Tuesday, April 20, 2010

Landscape and Identity in Aotearoa New Zealand
Edited by Janet Stephenson, Mick Abbott and Jacinta Ruru
Otago University Press - RRP $45

If a nation could be said to have a dominant passion, New Zealand’s would be its
landscapes. But what contribution does landscape make to our sense of identity?
Images of spectacular natural features pervade the media between the pages of
glossy coffee-table books, in tourism promotions and on screen as the setting for
blockbuster movies – but are these scenes that define its people?

For Beyond the Scene the editors asked twelve writers to choose a landscape that was important to them and to write about it from the perspective of their life experience and knowledge. Each writer brings a unique perspective – from farmer to art historian, fi lm critic to geographer, environmentalist to lawyer and landscape
architect to poet – these are truly diverse voices.

Waikato farmer Gordon Stephenson reflects on the feeling of belonging he has in his corner of New Zealand, describing the history of his local district and his farm, the work he has done on it and his vision for the local environment.
In another chapter, landscape architect Jacky Bowring takes a different approach, looking at how landscapes are a point of reference for us, and questioning our desire to create sanitised or idealised landscapes, denying their dark memories and emotional power, through case studies on Lake Papaitonga in Horowhenua, Sunnyside Lunatic Asylum in Christchurch, and Pegasus Town in Canturbury.
There are several Maori contributors, each different. Retired planner Ailsa Smith writes about land, sea and sky in Taranaki laments, anthropologist Lyn Carter traces the changing cultural meanings of Ngai Tahu rock art, and lawyer Jacinta Ruru looks at the role law has played in ‘creating culturally layered nuances‘, focusing on Pikirakatahi Mount Earnslaw in Mount Aspiring National Park.
Quite differently again, geographers Wardlow Friesen and Robin Kearns investigate how people’s identity can be both infl uenced by the landscape and in turn infl uence the urban landscape by taking two adjacent South Auckland suburbs – Polynesian Otara and Asian Dannemora – where ethnic groups have made New Zealand their own.

There is a feast of imaginative and interesting writing in this book.

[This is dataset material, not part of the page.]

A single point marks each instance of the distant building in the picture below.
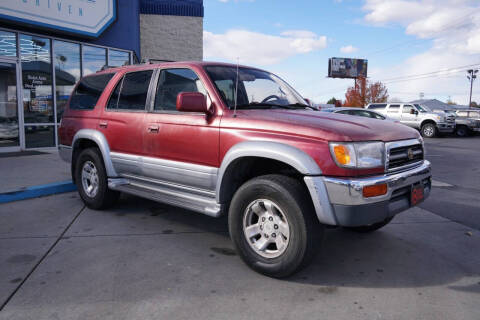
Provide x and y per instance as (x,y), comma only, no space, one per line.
(437,104)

And mention hasn't yet been made of David Eggleton’s brilliant series of poems about Waitaha Canterbury, art historian Linda Tyler’s chapter on depictions of Auckland city by our artists, Mick Abbott’s exploration of the Otago Peninsula’s pathways and rock walls, or Janet Stephenson’s portrait of Akaroa.

All three editors are based at the University of Otago. Janet Stephenson is a Senior Research Fellow at the Centre for the Study of Agriculture, Food and Environment; Mick Abbott is Senior Lecturer and Environmental Designer at the Department of Design Studies; Jacinta Ruru is a Senior Lecturer in the Faculty of Law.